When running the zero-shot-object-detection pipeline, you can the following options:

  • texts (string)

    The image(s) to classify. It can be a local file path, a file resource, a URL to a remote image, or an array of these inputs. It's the first argument so there's no need to pass it as a named argument.

    php
    use function Codewithkyrian\Transformers\Pipelines\pipeline;
    
    $detector = pipeline('zero-shot-object-detection');
    $result = $detector('https://example.com/image.jpg');
  • candidateLabels (array)

    An array of candidate labels to consider when detecting objects in the image. The pipeline will return the top predictions based on these labels. It's always the second argument, so there's no need to pass it as a named argument.

    php
      use function Codewithkyrian\Transformers\Pipelines\pipeline;
    
      $detector = pipeline('zero-shot-object-detection');
      $result = $detector('path/to/image.jpg', ['person', 'car', 'traffic light']);
  • threshold (float)

    [Optional] The minimum confidence score required for an object to be considered a valid detection. The default value is 0.1. The threshold value is lower than the default object detection pipeline because zero-shot object detection models may not be as confident when detecting unseen objects. Lowering the threshold may increase the number of detected objects but can also lead to more false positives, so it's essential to find a balance based on the model and the specific use case.

    php
    $result = $detector('path/to/image.jpg', ['person', 'car', 'traffic light'], threshold: 0.05);
  • percentage (bool)

    [Optional] Whether to return the bounding box coordinates as percentages of the image dimensions (from 0 to 1) . By default, the coordinates are returned as absolute pixel values. Setting this option to true can be useful when working with images of different sizes or aspect ratios.

    php
    $result = $detector('path/to/image.jpg', ['person', 'car', 'traffic light'], percentage: true);
  • topK (int)

    [Optional] The number of top objects to return. By default, it returns all detected objects that pass the threshold. Set to a specific number to receive that many top detections.

    php
    $result = $detector('path/to/image.jpg', ['person', 'car', 'traffic light'], topK: 3);

Pipeline Outputs

The output of the pipeline is an array of objects, where each object contains the following information for each detected object:

  • label (string): The predicted label of the detected object.
  • score (float): The confidence score of the prediction, ranging from 0 to 1, with 1 being the highest confidence.
  • box (array): An associative array containing the bounding box coordinates of the detected object. The coordinates are represented as values in the format ["xmin" => x1, "ymin" => y1, "xmax" => x2, "ymax" => y2]. Depending on the percentage option, the values can be either absolute pixel values or percentages of the image dimensions.

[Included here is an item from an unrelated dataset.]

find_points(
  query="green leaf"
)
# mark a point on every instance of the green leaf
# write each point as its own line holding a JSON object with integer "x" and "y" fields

Here's an example of the output format:

For percentage: false:

php
[
  [
    "score" => 0.99796805983403,
    "label" => "car",
    "box" => [ "xmin" => 29, "ymin" => 65, "xmax" => 188, "ymax" => 122 ]
  ],
  // Additional detected objects with their scores, labels, and bounding boxes
]

For percentage: true:

php
[
  [
    "score" => 0.99796805983403,
    "label" => "car",
    "box" => [ "xmin" => 0.05, "ymin" => 0.15, "xmax" => 0.25, "ymax" => 0.30 ]
  ],
  // Additional detected objects with their scores, labels, and bounding boxes
]

Additional Notes

  • Zero-shot object detection models may not perform as well as models trained on specific object classes. The accuracy of the detections may vary based on the candidate labels provided and the model's training data.
  • It's essential to choose candidate labels that are relevant to the objects you expect to detect in the image. Including too many irrelevant labels may reduce the accuracy of the detections.
  • Checkout the Object Detection documentation page to learn how to visualize the detected objects in an image.